Join EnGRG for the sixth in their 2023 webinar series, Health x Energy!
With the effects of climate change, urbanizing cities throughout the US–Mexico borderlands will face increased levels of solar radiation in the coming decades, impacting energy demand for urban infrastructure and building operations, exacerbating conditions of energy poverty, and increasing the exposure of large and growing urban populations to harmful levels of UVB radiation in public space. Communities in the Chihuahuan Desert face disproportionate levels of energy poverty. Urban morphologies in this region impose disproportionate energy demands, especially within underserved urban communities (Diaz-Barriga & Barnhart, 2022). Recommendations to reduce energy poverty include strategies to increase the amount of urban shade, lowering the energy demand both for building operations and transportation.

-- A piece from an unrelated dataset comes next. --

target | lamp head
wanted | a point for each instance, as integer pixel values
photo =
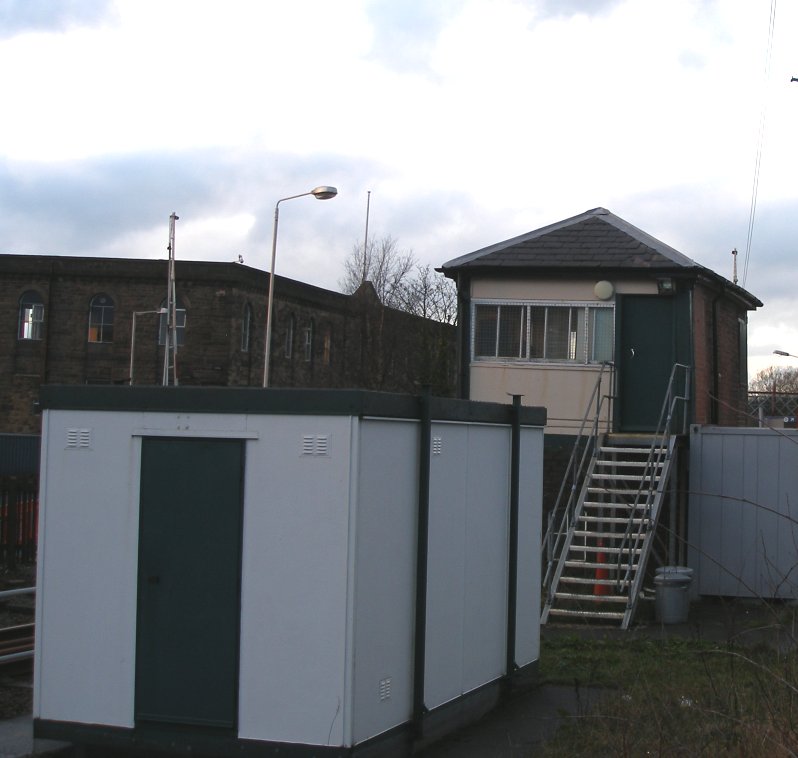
(324, 193)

The presentation will reveal the emerging geography of public shade in the borderland both as a response to energy poverty and as a geography susceptible to unseen dangers. Populations in arid environments are exposed to high levels of ultraviolet radiation, even within conditions of apparent shade. As arid cities work to increase the amount of public shade, conditions of “irradiated shade” arise as subperceptual phenomena, producing hidden geographies requiring new methods, tools, forms of representation, and forms of public engagement to visualize, analyze, and engage.